Vastly different was Midnight’s attack. The stallion had pluck to spare, but his temper was overhasty and his skill slight. Rage forever clouded his judgment in encounter. He had learned only one plan of battle and that was to rush and bear down his opponent. There was his rival. He would kill him. Midnight’s was a simple creed.
His harsh scream rent the night silence, and the fight was on. Another horse would have circled so formidable an adversary in an endeavor to create an opening, but the black’s temper was too imperious for delay. Straight was his rush. He bore down on the jack at the top of his speed, his wonderful, supple body a-quiver with eagerness and anger.
Then Apache did a remarkable thing--a thing almost human in ingenuity. What Apache didn’t know about fighting is best forgotten. Swerving ever so slightly as the black came, he lunged to meet him, crashing shoulder to shoulder with all the strength of his tough sinews behind the impact. Hit sideways, taken off his balance, the force of Midnight’s own charge contributed to his overthrow. Down he tumbled, scrambling with his feet as he fell. Before his body touched the ground, the jack whirled and lashed with both heels into his sides. With the same appalling speed, Apache drove for the throat of his prostrate enemy, secured his grip and shut his eyes, wrenching frenziedly from side to side and upward.
It is well not to tell further what Apache did to the mankiller. A jack has about as much sense of mercy as he has of fear, and he has never been taught any rules of warfare. When he gets his enemy where his enemy would like to get him, he does his utmost to obliterate him from the face of the earth. So it was that next day the Tumbling K men were barely able to recognize the Kentucky stallion in the torn, broken, black pulp they found in the horse pasture.

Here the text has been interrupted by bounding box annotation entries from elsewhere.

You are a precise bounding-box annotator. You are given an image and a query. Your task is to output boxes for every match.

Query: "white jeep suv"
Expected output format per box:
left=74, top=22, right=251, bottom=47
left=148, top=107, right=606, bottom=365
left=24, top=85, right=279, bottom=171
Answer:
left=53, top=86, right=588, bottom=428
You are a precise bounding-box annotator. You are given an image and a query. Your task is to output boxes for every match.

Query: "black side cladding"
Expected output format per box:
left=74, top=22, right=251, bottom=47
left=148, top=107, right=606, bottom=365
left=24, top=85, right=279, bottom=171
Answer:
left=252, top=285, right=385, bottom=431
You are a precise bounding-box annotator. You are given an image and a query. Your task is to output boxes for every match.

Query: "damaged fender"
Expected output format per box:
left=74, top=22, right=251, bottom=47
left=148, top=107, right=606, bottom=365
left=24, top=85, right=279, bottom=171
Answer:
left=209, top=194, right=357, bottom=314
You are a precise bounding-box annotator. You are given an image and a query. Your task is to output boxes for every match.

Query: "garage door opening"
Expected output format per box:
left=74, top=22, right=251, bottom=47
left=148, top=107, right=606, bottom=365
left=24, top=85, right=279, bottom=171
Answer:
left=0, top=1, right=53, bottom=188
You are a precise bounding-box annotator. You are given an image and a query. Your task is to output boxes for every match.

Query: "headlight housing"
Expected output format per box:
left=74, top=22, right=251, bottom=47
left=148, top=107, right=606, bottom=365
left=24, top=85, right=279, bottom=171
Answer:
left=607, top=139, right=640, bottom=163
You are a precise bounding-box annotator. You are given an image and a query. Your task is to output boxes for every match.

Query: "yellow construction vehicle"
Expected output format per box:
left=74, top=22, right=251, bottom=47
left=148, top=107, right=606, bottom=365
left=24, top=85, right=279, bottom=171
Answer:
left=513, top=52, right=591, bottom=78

All night long Apache brayed and screeched. The noise of his triumph would set a soul to quaking. It pierced Manuel’s dreams and he muttered in his sleep a prayer for protection from the Evil One. The jack pranced around and around his victim, and up and down the pasture, wild with the joy of battle, magnificent in his superb strength and the pride of victory. Toward dawn he abandoned the carcass and drove off the terror-stricken mares as the just spoils of the conqueror.
Big white clouds boiled up back of the mountains that afternoon, with a stiff wind from the southeast behind them; and at sunset the heavens opened of their blessed treasure. Manuel and Tommy lay in the bunkhouse listening to the thunder of rain on the sod roof. A burro came to the door and poked his patient head inside, seeking warmth and a friendly dry spot.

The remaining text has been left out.